In this study, the use of EVOO in patients of over 50 years of age with HIV infection showed a significant decrease in total cholesterol, as well as an increase in the alpha diversity of the microbiota in males. In addition, the use of EVOO showed a decrease in proinflammatory genera such as Dethiosulfovibrionaceae. Finally, a different profile in the composition of the microbiota according to the type of ART received was found. These findings suggest a beneficial effect of sustained consumption of 50 g of EVOO in elderly HIV-infected patients.
Previous studies in non-HIV population have shown that EVOO rich in nonabsorbable polyphenols is associated with significant decrease in CRP levels. Experience in HIV-infected patients is limited, although there has also been evidence of a decrease in CRP levels in patients who used older ART regimens that are no longer in use.

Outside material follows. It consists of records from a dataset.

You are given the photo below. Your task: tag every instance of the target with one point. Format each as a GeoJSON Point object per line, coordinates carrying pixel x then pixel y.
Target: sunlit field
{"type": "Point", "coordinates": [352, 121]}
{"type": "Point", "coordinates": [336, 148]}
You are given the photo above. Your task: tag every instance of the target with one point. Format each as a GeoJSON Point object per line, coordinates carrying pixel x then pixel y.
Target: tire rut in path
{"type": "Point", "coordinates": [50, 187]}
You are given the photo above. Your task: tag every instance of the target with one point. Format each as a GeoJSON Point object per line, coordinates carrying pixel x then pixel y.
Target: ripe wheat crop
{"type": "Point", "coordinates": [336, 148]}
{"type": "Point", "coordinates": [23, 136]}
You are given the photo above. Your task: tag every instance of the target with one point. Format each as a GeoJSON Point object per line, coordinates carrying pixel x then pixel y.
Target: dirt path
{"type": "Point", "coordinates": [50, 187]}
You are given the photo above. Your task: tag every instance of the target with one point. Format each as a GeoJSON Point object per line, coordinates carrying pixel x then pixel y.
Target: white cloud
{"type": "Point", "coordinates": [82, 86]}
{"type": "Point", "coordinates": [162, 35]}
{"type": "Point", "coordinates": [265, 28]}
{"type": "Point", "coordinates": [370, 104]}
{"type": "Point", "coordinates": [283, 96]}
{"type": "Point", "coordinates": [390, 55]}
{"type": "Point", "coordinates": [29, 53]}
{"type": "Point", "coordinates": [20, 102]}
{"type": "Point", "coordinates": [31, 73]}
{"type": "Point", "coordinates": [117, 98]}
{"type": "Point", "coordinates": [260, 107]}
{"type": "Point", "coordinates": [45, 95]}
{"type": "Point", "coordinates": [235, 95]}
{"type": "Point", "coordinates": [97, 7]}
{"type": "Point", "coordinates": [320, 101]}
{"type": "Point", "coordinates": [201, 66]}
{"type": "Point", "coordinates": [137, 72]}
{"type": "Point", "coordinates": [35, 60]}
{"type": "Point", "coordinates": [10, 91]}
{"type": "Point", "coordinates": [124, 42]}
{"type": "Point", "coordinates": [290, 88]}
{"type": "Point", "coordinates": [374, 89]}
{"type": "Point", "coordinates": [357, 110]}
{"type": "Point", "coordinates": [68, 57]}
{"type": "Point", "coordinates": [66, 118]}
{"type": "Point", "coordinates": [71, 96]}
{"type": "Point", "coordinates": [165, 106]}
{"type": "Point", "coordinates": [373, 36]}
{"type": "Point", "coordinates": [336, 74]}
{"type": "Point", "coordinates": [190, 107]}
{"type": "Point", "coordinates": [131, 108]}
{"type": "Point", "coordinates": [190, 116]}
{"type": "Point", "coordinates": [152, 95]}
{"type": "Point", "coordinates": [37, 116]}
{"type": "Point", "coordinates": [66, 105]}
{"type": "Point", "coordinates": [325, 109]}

In addition, the use of EVOO showed an increase in Gardnerella and a decrease in proinflammatory genera such as Dethiosulfovibrionaceae. In this study, a significant increase in alpha diversity was observed in males. The diversity of the intestinal microbiota is reduced in HIV-infected patients compared to uninfected individuals,[27–29] as in patients with IBD, there is a relationship between a greater alpha diversity and a higher level of CD4 lymphocytes in peripheral blood of naive patients, as well as with lower levels of markers of activation of peripheral blood monocytes and bacterial translocation. In this study, it has been found that a simple dietary intervention can increase alpha diversity in elderly patients with effective ART. This effect of increased alpha diversity is the same as the effect observed in patients who initiate ART with a degree of severe immunosuppression, although the same has not been demonstrated in patients with better immunological status. In fact, some studies have associated the use of ART to a reduction in alpha diversity. In these patients, part of the beneficial effect on alpha diversity can be explained by the immune reconstitution after an effective ART; however, this would not be the case of the patients included in this study, which had a long period of ART with a very good viroimmunological situation, so we believe that the effect on alpha diversity can only be attributed to the EVOO intake. Changes in diet rapidly induce changes in the diversity and composition of the microbiota, at least in individuals not infected with HIV. In this study, the intervention was maintained for 12 weeks, trying to mimic the effect of introducing EVOO into diet in a sustained manner. Other authors have also reported a differential effect of diverse types of ART on the modification of alpha diversity in the intestinal microbiota, increasing in patients that receive triple therapy based on II or NNRTI. In this study, EVOO increased alpha diversity in men regardless of ART received. The effect of EVOO on the microbiota seems to be mediated by nonabsorbable polyphenols, which reach the intestinal lumen, being metabolized by the microbiota. Previous studies in non-HIV hypercholesterolemic patients have shown an increase in the proportion of Bifidobacterium associated with the consumption of virgin olive oil enriched in polyphenols.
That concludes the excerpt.